Volume 35 Number 2 | April 2021
Kaylin Viccellio, MLS(ASCP)CM
This article first appeared as a post for the ASCLS Ascending Professionals Forum blog, The Labora-Story.
As medical laboratory professionals, most of us are usually confined within the four walls of our labs—no windows connecting us to the outside world, and no face-to-face contact with patients during their time in our care. Sure, we may contact nurses for things such as hemolyzed samples and critical values, but beyond the crackle of phone connections, our rapport with the rest of a patient’s healthcare team can feel nonexistent, as if we have no interactive roll. However, we laboratory professionals are an integral part of the healthcare system and can make a difference in a patient’s outcome.
It is impossible for a single department or member of the healthcare team to know everything needed to diagnose and care for a patient. We all have our own specialties and realms of knowledge that allow us to analyze presented information from a unique perspective. That is why a collaborative work environment is necessary to produce the best outcomes.
I have had several experiences over my short time in the laboratory so far where my collaborative efforts with other members of the hospital system have provided a patient with a more positive outcome. The most recent of the experiences occurred in the blood bank when a patient with no history presented to the emergency room with a hemoglobin and hematocrit of 3 and 11. With orders placed for units and the type and screen almost finished, I was at the ready to complete the crossmatch. However, the ping that came next from the ECHO showed the completed type and screen, revealing a dreaded positive antibody screen on this critical patient.
“I wanted to yell and scream at this request, but I just took a deep breath and placed myself in the minds of the emergency room doctors and house supervisor.”

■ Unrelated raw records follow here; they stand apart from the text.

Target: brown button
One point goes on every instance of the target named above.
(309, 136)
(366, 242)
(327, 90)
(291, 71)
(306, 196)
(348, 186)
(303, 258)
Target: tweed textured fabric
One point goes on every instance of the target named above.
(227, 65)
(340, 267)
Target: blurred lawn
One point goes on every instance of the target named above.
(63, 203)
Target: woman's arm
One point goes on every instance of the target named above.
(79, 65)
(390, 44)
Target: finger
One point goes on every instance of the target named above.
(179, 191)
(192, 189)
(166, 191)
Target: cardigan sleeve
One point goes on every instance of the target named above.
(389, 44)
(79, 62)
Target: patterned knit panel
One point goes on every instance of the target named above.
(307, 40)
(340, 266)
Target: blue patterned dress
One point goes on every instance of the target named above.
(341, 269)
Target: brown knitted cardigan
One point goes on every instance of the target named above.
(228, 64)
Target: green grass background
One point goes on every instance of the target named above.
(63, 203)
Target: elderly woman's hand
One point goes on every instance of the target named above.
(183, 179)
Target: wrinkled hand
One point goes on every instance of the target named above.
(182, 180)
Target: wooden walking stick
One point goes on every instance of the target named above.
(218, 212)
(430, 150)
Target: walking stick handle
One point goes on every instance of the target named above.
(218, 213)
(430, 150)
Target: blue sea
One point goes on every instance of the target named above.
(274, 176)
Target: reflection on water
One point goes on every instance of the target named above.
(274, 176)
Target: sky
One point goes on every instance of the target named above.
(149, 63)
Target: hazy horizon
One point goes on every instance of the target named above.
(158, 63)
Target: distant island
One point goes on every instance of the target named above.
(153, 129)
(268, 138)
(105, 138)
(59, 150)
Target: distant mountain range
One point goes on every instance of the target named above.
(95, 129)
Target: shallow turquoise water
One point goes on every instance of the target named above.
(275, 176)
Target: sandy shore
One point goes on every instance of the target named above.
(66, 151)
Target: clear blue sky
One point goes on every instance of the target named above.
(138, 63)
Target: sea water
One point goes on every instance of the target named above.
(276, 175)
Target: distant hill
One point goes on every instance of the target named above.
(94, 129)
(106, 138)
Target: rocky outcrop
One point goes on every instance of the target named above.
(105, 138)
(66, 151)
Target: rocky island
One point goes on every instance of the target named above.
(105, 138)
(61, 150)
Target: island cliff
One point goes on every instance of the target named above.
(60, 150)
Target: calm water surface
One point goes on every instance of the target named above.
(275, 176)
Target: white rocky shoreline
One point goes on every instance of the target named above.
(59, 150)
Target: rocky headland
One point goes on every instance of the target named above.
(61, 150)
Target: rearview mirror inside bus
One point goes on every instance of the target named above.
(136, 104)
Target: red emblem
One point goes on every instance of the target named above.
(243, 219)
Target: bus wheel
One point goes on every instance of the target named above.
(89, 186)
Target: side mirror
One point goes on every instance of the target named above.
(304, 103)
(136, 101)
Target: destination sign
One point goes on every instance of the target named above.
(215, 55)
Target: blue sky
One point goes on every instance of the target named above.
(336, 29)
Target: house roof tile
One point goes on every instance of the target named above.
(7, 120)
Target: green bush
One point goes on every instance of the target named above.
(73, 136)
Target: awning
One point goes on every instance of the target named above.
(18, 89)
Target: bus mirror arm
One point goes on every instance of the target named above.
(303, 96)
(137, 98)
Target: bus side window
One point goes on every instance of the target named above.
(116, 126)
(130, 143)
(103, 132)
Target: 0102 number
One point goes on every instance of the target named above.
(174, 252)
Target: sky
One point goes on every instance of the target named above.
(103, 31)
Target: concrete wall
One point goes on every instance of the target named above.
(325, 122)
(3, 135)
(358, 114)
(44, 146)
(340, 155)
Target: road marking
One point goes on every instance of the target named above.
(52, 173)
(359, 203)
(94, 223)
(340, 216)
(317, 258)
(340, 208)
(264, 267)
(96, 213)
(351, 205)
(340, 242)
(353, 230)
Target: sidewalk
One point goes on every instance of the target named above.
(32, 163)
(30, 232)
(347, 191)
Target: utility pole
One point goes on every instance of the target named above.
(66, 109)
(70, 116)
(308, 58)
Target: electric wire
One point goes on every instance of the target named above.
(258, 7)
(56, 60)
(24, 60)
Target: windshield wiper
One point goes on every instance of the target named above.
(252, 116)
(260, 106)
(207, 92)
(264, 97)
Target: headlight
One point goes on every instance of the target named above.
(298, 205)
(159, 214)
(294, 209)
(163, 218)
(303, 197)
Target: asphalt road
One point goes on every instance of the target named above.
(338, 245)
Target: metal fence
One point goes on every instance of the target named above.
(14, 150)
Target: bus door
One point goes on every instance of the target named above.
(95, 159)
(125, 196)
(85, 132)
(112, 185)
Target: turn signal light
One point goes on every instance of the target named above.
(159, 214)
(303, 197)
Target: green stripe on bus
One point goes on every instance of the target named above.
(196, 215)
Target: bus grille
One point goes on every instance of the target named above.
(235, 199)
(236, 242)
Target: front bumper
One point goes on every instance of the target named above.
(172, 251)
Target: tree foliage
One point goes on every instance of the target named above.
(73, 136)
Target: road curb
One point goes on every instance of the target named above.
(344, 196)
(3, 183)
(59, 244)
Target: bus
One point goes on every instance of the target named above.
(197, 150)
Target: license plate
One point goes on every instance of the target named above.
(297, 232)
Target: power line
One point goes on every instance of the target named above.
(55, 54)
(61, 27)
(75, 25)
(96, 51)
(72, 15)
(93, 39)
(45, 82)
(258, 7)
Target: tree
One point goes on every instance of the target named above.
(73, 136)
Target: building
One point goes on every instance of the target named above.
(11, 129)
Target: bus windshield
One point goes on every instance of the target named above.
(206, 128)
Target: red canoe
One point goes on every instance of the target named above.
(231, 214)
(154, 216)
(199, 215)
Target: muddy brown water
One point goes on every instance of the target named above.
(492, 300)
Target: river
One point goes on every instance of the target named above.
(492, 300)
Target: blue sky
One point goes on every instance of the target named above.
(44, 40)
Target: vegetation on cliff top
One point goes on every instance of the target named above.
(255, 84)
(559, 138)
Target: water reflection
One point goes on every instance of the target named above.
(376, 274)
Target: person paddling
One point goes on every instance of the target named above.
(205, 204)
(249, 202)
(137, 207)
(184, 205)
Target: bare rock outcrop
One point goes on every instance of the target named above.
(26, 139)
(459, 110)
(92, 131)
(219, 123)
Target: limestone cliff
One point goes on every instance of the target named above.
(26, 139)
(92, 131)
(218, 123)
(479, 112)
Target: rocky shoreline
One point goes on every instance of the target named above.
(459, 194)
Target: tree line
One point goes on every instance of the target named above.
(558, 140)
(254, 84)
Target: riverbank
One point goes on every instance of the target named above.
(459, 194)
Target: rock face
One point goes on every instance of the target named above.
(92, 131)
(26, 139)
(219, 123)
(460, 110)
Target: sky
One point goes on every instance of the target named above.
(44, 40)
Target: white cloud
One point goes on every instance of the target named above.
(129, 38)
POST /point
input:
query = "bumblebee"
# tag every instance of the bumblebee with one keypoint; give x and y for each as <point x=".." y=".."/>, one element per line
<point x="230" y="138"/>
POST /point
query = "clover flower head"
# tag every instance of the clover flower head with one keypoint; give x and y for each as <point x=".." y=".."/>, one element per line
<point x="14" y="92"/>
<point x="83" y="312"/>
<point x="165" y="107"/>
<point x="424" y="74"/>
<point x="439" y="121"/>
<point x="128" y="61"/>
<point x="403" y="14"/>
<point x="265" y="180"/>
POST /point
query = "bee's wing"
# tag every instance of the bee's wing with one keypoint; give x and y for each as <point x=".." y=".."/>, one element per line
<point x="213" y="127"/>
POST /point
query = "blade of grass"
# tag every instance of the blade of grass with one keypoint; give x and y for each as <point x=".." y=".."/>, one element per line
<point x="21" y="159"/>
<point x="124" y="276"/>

I quickly placed a call to the patient’s nurse to let them know about the positive antibody screen. I gave some estimates for the time it would take to identify the antibody, find antigen negative units, and complete compatibility testing. The nurse, poor thing, was brand new and had absolutely no idea what I was saying, and gave me a very slow, “oookkkaaayyyy,” before hanging up. What happened after that sent me into patient care overdrive.
As the antibody panel was finishing, the house supervisor came into the laboratory. They wanted to know how much longer it was going to take to get blood for the patient and insisted that if it was going to be more than a few minutes, then the doctor would just take O negative ones.
I wanted to yell and scream at this request, but I just took a deep breath and placed myself in the minds of the emergency room doctors and house supervisor.
Considering the size of my hospital, I know our ER doctors are not used to having any delay in getting blood to a patient. For them, when a trauma or emergency comes in, they normally “just get O negative blood,” but this was not a normal patient. It was up to me to make sure they understood what was happening and the possible dangers of a typical emergency release.
After five minutes of refusing to give out O negative blood, the antibody panel was completed. With a confirmed little-c antibody, I was now able to convince the house supervisor that the circumstances of this patient differed greatly from our normal emergency release protocol. I explained the possibility of a hemolytic transfusion reaction and the possible repercussions to the patient should they transfuse units that have not been antigen typed for little-c.
The house supervisor still seemed a little apprehensive about what was happening so I gave further details of the next steps we would take to safely secure the patient’s units. I pulled down our benchtop binder of package inserts to show the house supervisor exactly how the anti-sera test worked for the units and described that for my coworker and I to test a large batch of units it would only take approximately 10 minutes per batch.
After hearing my many pleas and thorough description of the process at hand, the house supervisor agreed to let us test the units as long as she could stay in the lab so units could be delivered to the ED immediately. Right outside the doors of our blood bank she stood while we tested nearly our entire inventory. Less than 20 minutes later we found three little-c negative units that the house supervisor could safely take to the patient.
Later that night the house supervisor came back to say thanks from themselves and the doctor. They wanted to thank the lab for taking the time to explain what was happening and why a regular emergency release of O negative blood could have further harmed the patient since they were unaware of the potential complications.
As medical laboratory professionals, we have the power to be the difference in a patient’s outcome, or even diagnosis. We build a healthcare team with many collaborating groups of doctors, nurses, pharmacists, radiologists, respiratory therapists, laboratory professionals, and more. Within this team we are playing a key role between the bedside treatments and numeric result interpretation. We may be the ones to suspect a case of mono in the patient with fatigue, to see the slide full of blasts on the patient presenting with petechiae, or to keep the patient with antibodies from having a transfusion reaction. Even if we are unseen and locked away inside our laboratory walls, with the extensive amount of knowledge we each have, we are undeniably a vital part of every patient’s healthcare team.
Kaylin Viccellio is a Medical Laboratory Scientist at St. Petersburg General Hospital in St. Petersburg, Florida.